About a third live in Kennewick and a quarter in Richland. The rest are from Pasco, with a smattering coming from West Richland, Starbuck, Othello, Burbank and Dayton.
This summer, the health district and the Benton County Gang and Crime Prevention Initiative asked the Benton County Commission to award $113,356 from its multimillion dollar crime-fighting reserve to open a syringe exchange. The exchange would reduce crime rates, promote treatment and protect law enforcement and firefighters from needle stick injuries, they argued.
The commission said no, choosing instead to use the unexpected windfall from a voter-approved sales tax to support programs for at-risk youth and families, an emergency communications tower at Red Mountain and other programs.
The health district isn’t giving up.
After being turned down by the commission, Person said the district is pursuing grants and partnerships to press ahead.
Person said the Tri-Cities was fortunate that Blue Mountain Heart to Heart secured a grant to open the Pasco exchange. The health district doesn’t have the money to set up a second shop.
“There is a great need,” she said, citing the rapid rise in use at Pasco.
The health district continues to update the Benton-Franklin Board of Health, which consists of the commissioners of both counties, about its plans in a bid to build support in the future. The education is working, with several members expressing degrees of support when the board last took it up, on Oct. 17.

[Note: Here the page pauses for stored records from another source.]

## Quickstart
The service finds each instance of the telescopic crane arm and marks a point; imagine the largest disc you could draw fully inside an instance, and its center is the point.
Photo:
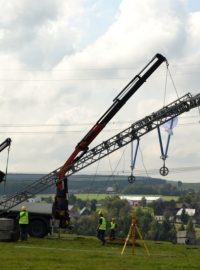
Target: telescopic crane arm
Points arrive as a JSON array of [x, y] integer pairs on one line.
[[135, 131], [118, 103], [3, 145]]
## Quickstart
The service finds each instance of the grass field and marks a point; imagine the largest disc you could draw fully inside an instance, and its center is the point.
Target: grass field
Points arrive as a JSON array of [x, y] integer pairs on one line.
[[85, 253]]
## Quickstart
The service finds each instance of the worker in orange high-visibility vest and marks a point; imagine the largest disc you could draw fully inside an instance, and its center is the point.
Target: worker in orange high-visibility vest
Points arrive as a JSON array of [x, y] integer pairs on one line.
[[23, 223], [101, 228], [113, 226]]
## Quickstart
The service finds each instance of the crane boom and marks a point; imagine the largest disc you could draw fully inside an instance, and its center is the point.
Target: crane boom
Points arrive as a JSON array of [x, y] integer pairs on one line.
[[136, 130], [118, 103]]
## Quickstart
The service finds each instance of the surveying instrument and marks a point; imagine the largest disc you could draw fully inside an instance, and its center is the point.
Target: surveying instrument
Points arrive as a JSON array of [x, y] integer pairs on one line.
[[132, 236]]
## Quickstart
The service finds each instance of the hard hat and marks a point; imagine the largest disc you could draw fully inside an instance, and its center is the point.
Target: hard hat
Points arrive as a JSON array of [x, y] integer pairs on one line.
[[23, 208]]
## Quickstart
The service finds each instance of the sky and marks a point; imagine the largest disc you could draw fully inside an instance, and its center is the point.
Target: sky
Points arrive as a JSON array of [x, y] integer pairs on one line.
[[64, 61]]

Benton County Commissioner Shon Small, chair of the bi-county board, said he’s interested in seeing fewer needle-stick injuries to police, medics and fire-fighters. Small is running for re-election against Benton Public Utility District Commissioner Lori Sanders in the Nov. 6 election
Franklin County Commissioner Brad Peck, who sits on the health board, said people still complain about the Pasco exchange. He’s no longer a skeptic and even wants to see clients firmly pushed toward treatment.

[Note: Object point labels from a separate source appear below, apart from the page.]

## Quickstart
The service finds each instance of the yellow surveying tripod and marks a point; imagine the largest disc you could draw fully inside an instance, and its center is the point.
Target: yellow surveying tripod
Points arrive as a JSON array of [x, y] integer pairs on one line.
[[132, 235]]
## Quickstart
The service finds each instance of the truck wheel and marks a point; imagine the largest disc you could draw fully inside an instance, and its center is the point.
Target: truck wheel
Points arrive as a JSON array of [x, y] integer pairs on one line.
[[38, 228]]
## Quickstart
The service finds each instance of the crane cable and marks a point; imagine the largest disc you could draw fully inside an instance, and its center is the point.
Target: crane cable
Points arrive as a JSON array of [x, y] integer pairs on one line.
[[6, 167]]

“We should never lose sight of the focus of the mission,” he said.
Rick Dawson, the health district’s manager of surveillance and investigation, said the Pasco exchange is by all accounts a good neighbor. The district inspects the area three times a week to check for discarded drug paraphernalia.
There hasn’t been a single find since April, he said.
Fighting the opioid epidemic
Experts say syringe exchange programs are a key weapon in the fight against the opioid epidemic.
The Washington State Opioid Response Plan says the programs are a way to distribute naloxone to users and to serve as a low-barrier setting to begin addressing drug addiction.Iit even suggests adding family planning services at exchange sites.
In 2017, Benton and Franklin counties reported 20 deaths from opioids, and local hospitals reported 64 opioid-related admissions. The average stay was 4.3 days, and it cost taxpayers nearly $1.6 million, according to discharge data compiled by the Washington State Department of Health cited by the local health department.
Statewide, there were 693 opioid deaths for a rate of about 10 per 100,000, according to the opioid response plan.
Officials attributed 290 deaths to heroin and 120 to fentanyl.
The health district said Benton County has one of the highest rates for opioid overdoses of the state’s larger counties, citing a non-public community health assessment tool it uses. It also has one of the highest prescription rates — 102 prescriptions for opioids for every 100 residents.
The reasons are unclear and under evaluation by state regulators, Dawson said.
“We have over-prescribing in our community,” he told the health board. “We have some pretty large issues here.”
The Pasco exchange is changing its hours to 11 a.m. to 2 p.m. Fridays at 412 W. Clark St.